Electrical connection with the high voltage switchgear terminal bus is made by employing a "hotstick" which generally includes a long insulated handle with means for mechanically manipulating an insulated hookshaped end. When the terminal lugs are attached to the high voltage switchgear terminal bus, an insulating cylindrical body terminating in an eyelet is attached over the terminal lug to prevent localized corona effects. A separate ground stud is bolted to the high voltage switchgear terminal bus to facilitate connecting the terminal bus to ground when the switchgear is de-energized. The ground connector generally comprises a spring-loaded clamp at one end of a heavy gauge metal conductor that is bolted to the system's ground terminal at an opposite end. An insulative cylinder, terminating in an eyelet, is arranged over the ground stud in the same manner as for the high voltage lugs. The threaded part of the ground stud that extends through the terminal bus is wrapped with electric insulating tape to prevent localized corona from otherwise occurring with exposed metal parts at voltages in excess of 1000 volts. To access the ground stud, the hooked end of the hotstick is inserted through the eyelet at the end of the insulative enclosure to unscrew the enclosure from the protected ground stud. Using the same hotstick, the ground conductor is attached to the exposed ground stud by means of the spring-loaded ground clamp. Before energizing the high voltage switchgear, the procedure is reversed and the ground connector clamp is removed. The insulative enclosure is positioned over the exposed ground stud and is threaded onto the exposed ground stud threads.
To assist in first attaching the ground stud to the switchgear terminals, a hex-shaped part is formed on the ground stud for receiving a wrench or similar tool. The The threads formed on the ground stud for engaging the switchgear bus conductor terminal is formed on the ground stud next to the hex-shaped part and the opposite side of the threads is turned to a diameter less than the threaded part to accommodate receiving the grounding clamp. Over long periods of continued use, the grounding clamp contacts the threaded part and eventually causes some of the threads to become impaired. When the insulative enclosure is next attached to the damaged stud threads, some portion of the ground stud accordingly remains exposed to the atmosphere. Localized corona arcing then occurs, causing pitting and erosion of the insulated enclosure until the ground stud and insulative enclosure must both be replaced.
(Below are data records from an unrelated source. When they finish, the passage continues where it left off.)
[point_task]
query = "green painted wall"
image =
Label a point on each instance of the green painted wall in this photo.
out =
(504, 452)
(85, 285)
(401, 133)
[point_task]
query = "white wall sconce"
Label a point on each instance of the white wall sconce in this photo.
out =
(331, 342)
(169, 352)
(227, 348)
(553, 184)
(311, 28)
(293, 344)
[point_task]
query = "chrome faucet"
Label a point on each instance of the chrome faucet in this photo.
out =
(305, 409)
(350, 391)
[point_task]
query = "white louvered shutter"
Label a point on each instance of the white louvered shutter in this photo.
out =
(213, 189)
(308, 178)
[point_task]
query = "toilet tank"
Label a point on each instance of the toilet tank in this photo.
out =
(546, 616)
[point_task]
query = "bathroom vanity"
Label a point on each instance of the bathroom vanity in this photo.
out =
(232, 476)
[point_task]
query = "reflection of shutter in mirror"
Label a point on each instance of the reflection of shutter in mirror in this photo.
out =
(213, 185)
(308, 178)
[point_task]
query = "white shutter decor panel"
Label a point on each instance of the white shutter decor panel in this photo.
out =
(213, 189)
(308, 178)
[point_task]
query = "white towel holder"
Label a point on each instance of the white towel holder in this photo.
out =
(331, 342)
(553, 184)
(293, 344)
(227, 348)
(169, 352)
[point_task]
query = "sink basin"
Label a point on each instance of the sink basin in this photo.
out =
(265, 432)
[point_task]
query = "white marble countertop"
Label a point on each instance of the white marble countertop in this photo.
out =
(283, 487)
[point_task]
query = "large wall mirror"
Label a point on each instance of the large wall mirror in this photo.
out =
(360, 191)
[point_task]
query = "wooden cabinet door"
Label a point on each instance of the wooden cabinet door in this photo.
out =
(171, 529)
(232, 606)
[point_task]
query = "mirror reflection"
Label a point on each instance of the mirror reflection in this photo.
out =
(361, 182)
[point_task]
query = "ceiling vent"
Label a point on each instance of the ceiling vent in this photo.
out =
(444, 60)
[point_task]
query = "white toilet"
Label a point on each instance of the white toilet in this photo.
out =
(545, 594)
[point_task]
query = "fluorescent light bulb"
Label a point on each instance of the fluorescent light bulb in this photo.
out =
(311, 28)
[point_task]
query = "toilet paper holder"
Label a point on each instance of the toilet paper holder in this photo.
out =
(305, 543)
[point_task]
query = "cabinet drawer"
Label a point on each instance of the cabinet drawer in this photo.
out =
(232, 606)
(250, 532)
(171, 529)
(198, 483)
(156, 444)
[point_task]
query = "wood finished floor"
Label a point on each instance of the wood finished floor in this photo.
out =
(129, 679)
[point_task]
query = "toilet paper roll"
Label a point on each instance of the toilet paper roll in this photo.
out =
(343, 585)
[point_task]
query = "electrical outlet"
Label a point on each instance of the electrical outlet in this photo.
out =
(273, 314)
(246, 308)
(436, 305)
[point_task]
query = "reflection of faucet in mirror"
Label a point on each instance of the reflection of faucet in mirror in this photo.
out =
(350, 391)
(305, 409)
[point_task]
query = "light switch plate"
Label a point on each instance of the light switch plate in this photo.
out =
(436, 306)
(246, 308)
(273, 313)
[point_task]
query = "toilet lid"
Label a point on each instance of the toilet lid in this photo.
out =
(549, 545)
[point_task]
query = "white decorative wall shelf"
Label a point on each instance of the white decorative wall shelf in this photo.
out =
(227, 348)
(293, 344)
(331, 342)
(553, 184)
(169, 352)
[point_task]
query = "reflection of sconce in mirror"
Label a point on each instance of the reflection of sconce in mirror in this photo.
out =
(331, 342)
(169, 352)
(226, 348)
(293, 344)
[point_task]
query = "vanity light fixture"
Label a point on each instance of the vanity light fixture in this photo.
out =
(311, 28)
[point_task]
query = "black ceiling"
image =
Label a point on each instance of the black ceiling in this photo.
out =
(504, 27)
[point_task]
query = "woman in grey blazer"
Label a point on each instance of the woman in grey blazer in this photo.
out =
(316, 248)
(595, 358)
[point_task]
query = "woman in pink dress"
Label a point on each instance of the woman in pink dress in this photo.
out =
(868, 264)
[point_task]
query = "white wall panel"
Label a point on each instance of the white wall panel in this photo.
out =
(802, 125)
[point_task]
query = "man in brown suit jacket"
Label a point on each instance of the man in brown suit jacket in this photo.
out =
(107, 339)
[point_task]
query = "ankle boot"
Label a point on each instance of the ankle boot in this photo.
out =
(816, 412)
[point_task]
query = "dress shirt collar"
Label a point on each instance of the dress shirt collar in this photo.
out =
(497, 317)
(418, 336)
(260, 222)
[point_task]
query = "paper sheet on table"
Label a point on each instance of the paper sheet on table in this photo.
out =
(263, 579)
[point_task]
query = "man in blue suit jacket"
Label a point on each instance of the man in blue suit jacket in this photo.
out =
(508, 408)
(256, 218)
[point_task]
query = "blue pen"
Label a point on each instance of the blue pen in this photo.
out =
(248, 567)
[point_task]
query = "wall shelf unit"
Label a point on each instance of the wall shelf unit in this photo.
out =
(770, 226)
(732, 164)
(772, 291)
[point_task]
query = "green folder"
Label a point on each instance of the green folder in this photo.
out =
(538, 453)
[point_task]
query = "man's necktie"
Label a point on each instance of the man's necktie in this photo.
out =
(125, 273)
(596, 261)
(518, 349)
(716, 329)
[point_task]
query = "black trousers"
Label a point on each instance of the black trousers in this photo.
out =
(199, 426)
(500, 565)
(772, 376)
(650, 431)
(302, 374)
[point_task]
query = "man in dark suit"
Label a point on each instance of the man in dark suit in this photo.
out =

The arrangement of the electrical insulating tape around the threaded part of the ground lug that engages the high voltage switchgear terminal bus, must be cut away in order to allow the ground stud to be removed and replaced. Further, in damp locations, moisture can eventually penetrate through the taped part of the ground stud, which then requires removal and replacement of the insulating tape.
One purpose of the instant invention is to provide a ground stud arrangement that readily facilitates connection and removal of the ground stud from the high voltage switchgear terminal bus without damaging the ground lug threads and without causing any localized corona formation whatsoever.